SYGNAŁY, ŻE ZE WZROKIEM DZIECKA DZIEJE SIĘ COŚ NIEPOKOJĄCEGO

opuszczanie głowy dość nisko, by lepiej widzieć książeczkę lub kartkę

problemy z rozróżnianiem przedmiotów w ciemno oświetlonym pomieszczeniu

przekrzywianie głowy podczas czytania (Ja tak miałam. Jak się potem okazało była to przyczyna astygmatyzmu)

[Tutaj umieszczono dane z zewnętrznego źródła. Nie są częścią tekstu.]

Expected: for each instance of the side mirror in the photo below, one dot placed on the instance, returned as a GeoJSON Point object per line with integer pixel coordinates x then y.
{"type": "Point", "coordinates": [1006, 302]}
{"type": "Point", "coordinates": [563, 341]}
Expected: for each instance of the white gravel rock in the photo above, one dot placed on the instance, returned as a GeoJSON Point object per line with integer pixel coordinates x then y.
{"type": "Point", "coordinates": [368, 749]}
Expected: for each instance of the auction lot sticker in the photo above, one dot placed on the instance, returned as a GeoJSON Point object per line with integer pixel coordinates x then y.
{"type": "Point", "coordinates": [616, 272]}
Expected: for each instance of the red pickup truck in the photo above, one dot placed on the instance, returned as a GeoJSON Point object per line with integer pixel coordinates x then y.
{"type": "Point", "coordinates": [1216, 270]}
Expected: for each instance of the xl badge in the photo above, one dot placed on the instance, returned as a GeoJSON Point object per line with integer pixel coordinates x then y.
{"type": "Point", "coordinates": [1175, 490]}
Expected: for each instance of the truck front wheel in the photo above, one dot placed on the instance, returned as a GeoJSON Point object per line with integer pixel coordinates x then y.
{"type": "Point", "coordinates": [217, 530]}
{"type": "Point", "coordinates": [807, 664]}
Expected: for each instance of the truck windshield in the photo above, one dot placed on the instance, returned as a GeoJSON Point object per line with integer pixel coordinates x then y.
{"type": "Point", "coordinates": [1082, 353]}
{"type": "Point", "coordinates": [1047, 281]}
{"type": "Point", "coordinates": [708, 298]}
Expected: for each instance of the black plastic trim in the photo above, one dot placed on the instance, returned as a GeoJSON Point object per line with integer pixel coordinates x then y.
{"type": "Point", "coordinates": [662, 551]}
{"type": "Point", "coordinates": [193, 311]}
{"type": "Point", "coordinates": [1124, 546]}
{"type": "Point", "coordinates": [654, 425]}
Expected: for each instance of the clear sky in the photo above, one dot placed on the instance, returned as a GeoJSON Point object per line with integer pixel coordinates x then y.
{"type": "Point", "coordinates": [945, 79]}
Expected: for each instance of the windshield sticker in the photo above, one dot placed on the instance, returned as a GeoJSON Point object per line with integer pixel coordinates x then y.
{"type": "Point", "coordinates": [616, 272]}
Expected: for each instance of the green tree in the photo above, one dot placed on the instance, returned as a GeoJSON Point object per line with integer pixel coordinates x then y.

trudności z rozróżnieniem figury od tła

częste pocieranie powiek

bóle głowy

zezowanie

mrużenie oczu 





9 komentarze:

  1. Super wpis, z pewnością otworzył oczy wielu rodzicom!
    Wydaje mi się, że takie obowiązkowe badania w wieku 3 lat to i tak za późno, bo jeśli jest wada wzroku u dziecka, to noszenie okularów daje największe efekty właśnie przed 3-4 rokiem życia, kiedy oko jest jeszcze bardzo plastyczne. My żałujemy, że nie poszliśmy do okulisty rok wcześniej i Hania zaczęła nosić okularki dopiero mając 2,5 roku :( Ale trzeba mieć nadzieję na jakąkolwiek poprawę :)

    ReplyDelete
    Replies
    1. Jasne, ze się poprawi. To w sumie wy otworzyliście mi oczy na ten temat. Ja myślałam, ze każda kontrola jest dobra, a tu się okazuje, ze oczy trzeba zakraplać. Poszperałam, poczytałam i okazało się, ze macie racje w tym temacie.

      Delete
  2. Z Daśkiem trafiliśmy póżno do okulisty bo dopiero gdy miał 5 lat, z niuńkiem już tego pilnowaliśmy, pierwszą wizytę zaliczył gdy miał skończone dwa latka i umiał powiedzieć co widzi na obrazkach, teraz czekamy na Niko żeby rozkręcił się z mową...

    ReplyDelete
    Replies
    1. Szkoda, ze tego się bardziej nie nagłaśnia, bo jeśli rzeczywiście jest w tym choć źdźbło prawdy, ze wzrok można skorygować jedynie w najmłodszych latach życia, to dobrze, żeby wiedzieli o tym wszyscy rodzice :-?

      Delete
  3. Ja z racji, ze sama jestem krotkowidzem i mam astygmatyzm, co roku odwiedzam okuliste. Rok temu pytalam moja pania doktor w jakim wieku powinnam przebadac dzieci i powiedziala mi, ze jesli nie widze nic niepokojacego, to powinnam zrobic to przed rozpoczeciem przez nie szkoly, czyli w wieku 5 lat. Dlatego z Bi wybiore sie w przyszlym roku. W naszym przypadku to nawet ma sens, bo Bi praktycznie nie mowi po angielsku, a na nastepna wiosne, po roku chodzenia do przedszkola, mysle, ze juz sobie poradzi podczas takiego badania. :)
    Narazie przed nami pierwsza wizyta u dentysty i juz mam lekkiego stresa... ;)

    ReplyDelete
    Replies
    1. W sumie na tych badaniach nie pytają o nic skomplikowanego. Na obrazkach pojawiają się przedmioty podstawowe, które zna każde dziecko typu: samolot, dom, łódź, helikopter, ryba, auto. Potem okulista bada pokazując trójwymiarowe obrazy. Kubie w obu przypadkach poszło świetnie, ale za miesiąc czy dwa wybierzemy się ponownie do innego okulisty aby porównać opinie.

      Delete
  4. ja urodziłam się z poważną asymetrią twarzy która jest tak wyraźna i tak rażaca że musze się jakoś specjalnie maskować fryzurami i makijażem. jedno oko mam dużo niżej od drugiego. w związku z czym by widzenie w obu oczach było na jednym poziomie mam delikatną różnicę kątowa - u mnie jest to ok u innych byłoby to patologiczne.

    też jestem za tym by badać wzrok dzieciom profilaktycznie od 3 roku życia co rok. to trochę jak chodzenie do dentysty na przeglądy z ta róznica ze raz w roku. ludzie chodza z dziećmi do dentysty dbaja o ich zabki tak samo mogliby dbać o wzrok.

    ReplyDelete
    Replies
    1. U nas w rodzinie panuje astygmatyzm, więc wcale bym się nie zdziwiła gdyby JJ odziedziczył po mnie ta wadę.

      Delete
  5. Ja z Córcią byłam u okulisty w wieku 4 lat... Teraz ma prawie 7 i choć nie widzę nic niepokojącego to tak sobie myślę że może niedługo się wybierzemy tak kontrolnie.